With a foreword by Junot Díaz, a paperback edition of Eve Hayes de Kalaf’s Legal Identity, Race and Belonging in the Dominican Republic: From Citizen to Foreigner (Anthem Press, 2023) will be launched at The Heath Bookshop with a Q&A session hosted by Dr. Kamran Khan (University of Birmingham). [To register, see link below.]
“This book provides a cautionary tale regarding legal identity practices as promulgated by the World Bank, UN, and Inter-American Development Bank. It warns that policies encouraging the en masse registration of native-born migrant-descended populations can also force the thorny question of nationality, unsettling long-established identities and entitlements.”
Description: Over the next decade, states will be carrying out large-scale registrations in alignment with the Sustainable Development Goals (SDGs) which aim to provide more than one billion people around the world with evidentiary proof of their legal and, increasingly, digital existence. ‘Legal Identity, Race and Belonging: From Citizen to Foreigner’ is an important book which identifies a connection between the role of international actors, such as the World Bank and the United Nations, in promulgating the universal provision of legal identity and links these with arbitrary measures to restrict access to citizenship paperwork from (largely) Haitian-descended people born and living in the Dominican Republic.
The book provides the definitive analysis of the events leading up to the controversial 2013 Constitutional Tribunal ruling that rendered the Dominican plaintiff Juliana Deguis Pierre stateless. Hayes de Kalaf illustrates how measures that purposely blocked people of Haitian ancestry from accessing their legal identity not only affected undocumented and stateless populations – persons living at the fringes of citizenship – but also had a major impact on documented people; Dominicans already in possession of a state-issued birth certificate, national identity card and/or passport. The book illustrates the complex and contradictory ways in which digital identity systems are experienced, thus challenging the assumption within current development policy that the provision of ID to everyone, everywhere will lead to the inclusion of all citizens.
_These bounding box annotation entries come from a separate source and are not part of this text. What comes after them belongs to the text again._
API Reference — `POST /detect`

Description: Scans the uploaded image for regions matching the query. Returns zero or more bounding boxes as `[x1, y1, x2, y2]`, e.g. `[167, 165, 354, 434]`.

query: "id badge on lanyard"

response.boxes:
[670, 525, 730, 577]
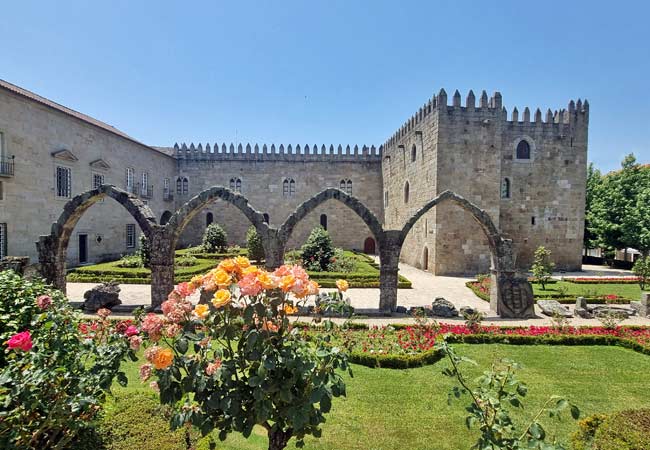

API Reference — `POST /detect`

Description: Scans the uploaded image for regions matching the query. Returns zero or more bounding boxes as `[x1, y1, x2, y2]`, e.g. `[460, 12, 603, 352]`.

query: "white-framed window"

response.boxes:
[0, 223, 7, 258]
[126, 167, 135, 193]
[282, 178, 296, 197]
[126, 223, 135, 248]
[55, 166, 72, 198]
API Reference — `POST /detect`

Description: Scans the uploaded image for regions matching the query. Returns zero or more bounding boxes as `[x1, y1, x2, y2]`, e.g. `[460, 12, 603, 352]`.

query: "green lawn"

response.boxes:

Dr Eve Hayes de Kalaf is Research Fellow at the Institute of Historical Research, University of London. She holds a Ph.D. from the University of Aberdeen, an MA from UCL Institute of the Americas and a PGDip from the Universidad Católica Santo Domingo. Eve’s research examines the use and abuse of modern-day identity-based development ‘solutions’ – including the Sustainable Development Goals (SDGs) – which aim to provide all people, everywhere with a legal and, increasingly, digital identity over the next decade. Her work focuses specifically on access to citizenship to examine how states can manufacture, block or deny access to citizens to their documentation.